Plenarsaal in dem Menschen an Tischen sitzen mit bunter Decke

Bisher haben die Unterhändler des Rates und des Europäischen Parlaments sich vorläufig geeinigt, jetzt müssen noch die Botschafter der EU-Mitgliedstaaten und das Europäischen Parlament zustimmen. (Bild: Europäische Union)

Was ist der Grenzausgleichsmechanismus für Kohlendioxid kurz CBAM?

Die EU-Kommission hat als eine Maßnahme ihres Fit-für-55-Klimaziel-Pakets den CBAM beschlossen. Es ist eine Maßnahme, die Industrieunternehmen davon abhalten soll, ihre Produktion in Nicht-EU-Länder zu verlagern, die weniger ambitionierte Klimaschutz-Ziele haben. Denn diese Unternehmen können bisher ihre Waren unter weniger strengen Auflagen im Nicht-EU-Ausland produzieren und dann in der EU verkaufen.

Zukünftig sollen Unternehmen, die nicht in der EU produzieren, die ihre Produkte aber dort verkaufen wollen, Zertifikate für diese Produkte bei der Einfuhr in die EU erwerben müssen. Bisher geht es konkret um Waren folgender Sektoren: Zement-, Aluminium-, Düngemittel-, Strom-, Eisen- und Stahlindustrie.

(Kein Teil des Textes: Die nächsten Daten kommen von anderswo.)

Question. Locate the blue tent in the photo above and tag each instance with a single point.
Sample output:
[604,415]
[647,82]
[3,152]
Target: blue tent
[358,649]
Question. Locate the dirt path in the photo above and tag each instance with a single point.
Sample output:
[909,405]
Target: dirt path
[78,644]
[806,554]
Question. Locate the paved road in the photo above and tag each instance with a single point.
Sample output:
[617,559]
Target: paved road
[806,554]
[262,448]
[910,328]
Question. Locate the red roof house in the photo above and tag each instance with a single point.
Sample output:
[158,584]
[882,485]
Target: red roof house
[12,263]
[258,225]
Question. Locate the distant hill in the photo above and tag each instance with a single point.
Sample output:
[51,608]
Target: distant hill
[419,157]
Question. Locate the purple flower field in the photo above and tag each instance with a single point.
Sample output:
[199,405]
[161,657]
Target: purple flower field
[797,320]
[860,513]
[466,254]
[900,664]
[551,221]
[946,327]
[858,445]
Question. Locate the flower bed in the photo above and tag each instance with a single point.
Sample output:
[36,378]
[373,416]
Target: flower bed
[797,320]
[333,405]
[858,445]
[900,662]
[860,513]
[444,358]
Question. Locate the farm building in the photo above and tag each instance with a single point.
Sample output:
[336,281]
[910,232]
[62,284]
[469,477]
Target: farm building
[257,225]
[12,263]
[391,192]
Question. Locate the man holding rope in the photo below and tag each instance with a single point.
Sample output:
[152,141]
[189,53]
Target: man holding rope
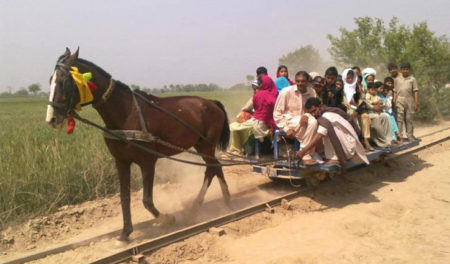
[340,140]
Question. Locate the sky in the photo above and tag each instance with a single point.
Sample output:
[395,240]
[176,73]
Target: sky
[153,43]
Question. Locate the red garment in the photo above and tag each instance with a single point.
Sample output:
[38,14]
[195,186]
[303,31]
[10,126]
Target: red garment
[264,101]
[287,77]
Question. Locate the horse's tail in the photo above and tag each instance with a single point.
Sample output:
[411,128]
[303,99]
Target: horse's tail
[225,135]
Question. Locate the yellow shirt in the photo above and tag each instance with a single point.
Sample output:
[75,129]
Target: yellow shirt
[405,87]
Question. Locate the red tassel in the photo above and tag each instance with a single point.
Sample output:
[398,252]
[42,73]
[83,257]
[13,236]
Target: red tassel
[92,86]
[70,125]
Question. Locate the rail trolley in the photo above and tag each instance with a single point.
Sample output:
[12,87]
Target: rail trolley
[288,167]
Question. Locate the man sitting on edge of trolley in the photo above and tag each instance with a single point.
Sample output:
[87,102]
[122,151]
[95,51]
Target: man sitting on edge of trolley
[289,113]
[340,140]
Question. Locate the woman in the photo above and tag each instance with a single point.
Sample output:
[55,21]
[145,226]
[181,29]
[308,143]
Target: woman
[263,103]
[356,106]
[283,80]
[242,128]
[368,77]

Wenn auffällt, dass ein Unternehmen ein solches Zertifikat nicht erworben hat oder es Unregelmäßigkeiten gibt, die mit den CBAM-belegten Produkten in Zusammenhang stehen, sieht die EU-Regelung Geldstrafen vor.

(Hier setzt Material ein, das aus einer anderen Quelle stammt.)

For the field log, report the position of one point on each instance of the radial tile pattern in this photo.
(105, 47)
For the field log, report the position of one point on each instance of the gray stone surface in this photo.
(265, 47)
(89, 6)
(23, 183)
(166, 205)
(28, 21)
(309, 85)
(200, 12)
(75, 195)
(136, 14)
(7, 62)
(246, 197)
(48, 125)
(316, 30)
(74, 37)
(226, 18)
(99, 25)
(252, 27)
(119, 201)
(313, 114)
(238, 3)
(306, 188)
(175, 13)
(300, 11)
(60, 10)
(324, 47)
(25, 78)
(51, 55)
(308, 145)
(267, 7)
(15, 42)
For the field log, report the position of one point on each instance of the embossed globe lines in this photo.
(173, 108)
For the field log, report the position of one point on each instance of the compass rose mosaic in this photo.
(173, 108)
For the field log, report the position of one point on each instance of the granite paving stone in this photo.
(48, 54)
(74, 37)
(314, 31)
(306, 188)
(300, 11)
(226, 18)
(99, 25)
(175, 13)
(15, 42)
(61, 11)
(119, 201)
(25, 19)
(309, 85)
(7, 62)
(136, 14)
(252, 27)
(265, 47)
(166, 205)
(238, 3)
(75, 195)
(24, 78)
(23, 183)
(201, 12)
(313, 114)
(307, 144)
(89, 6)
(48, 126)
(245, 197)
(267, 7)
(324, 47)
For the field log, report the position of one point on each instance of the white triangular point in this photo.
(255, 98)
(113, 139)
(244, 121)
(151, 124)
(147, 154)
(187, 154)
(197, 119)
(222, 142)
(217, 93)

Die CBAM-Zertifikate sollen an das schon bestehende System der Treibhausgas-Emissionszertifikate angelehnt werden. Laut der vorläufigen Vereinbarung soll die CBAM im Oktober 2023 in Kraft treten. Bis die Vereinbarung endgültig ist, müssen noch die Botschafter der EU-Mitgliedstaaten und das Europäischen Parlament diese bestätigen und annehmen.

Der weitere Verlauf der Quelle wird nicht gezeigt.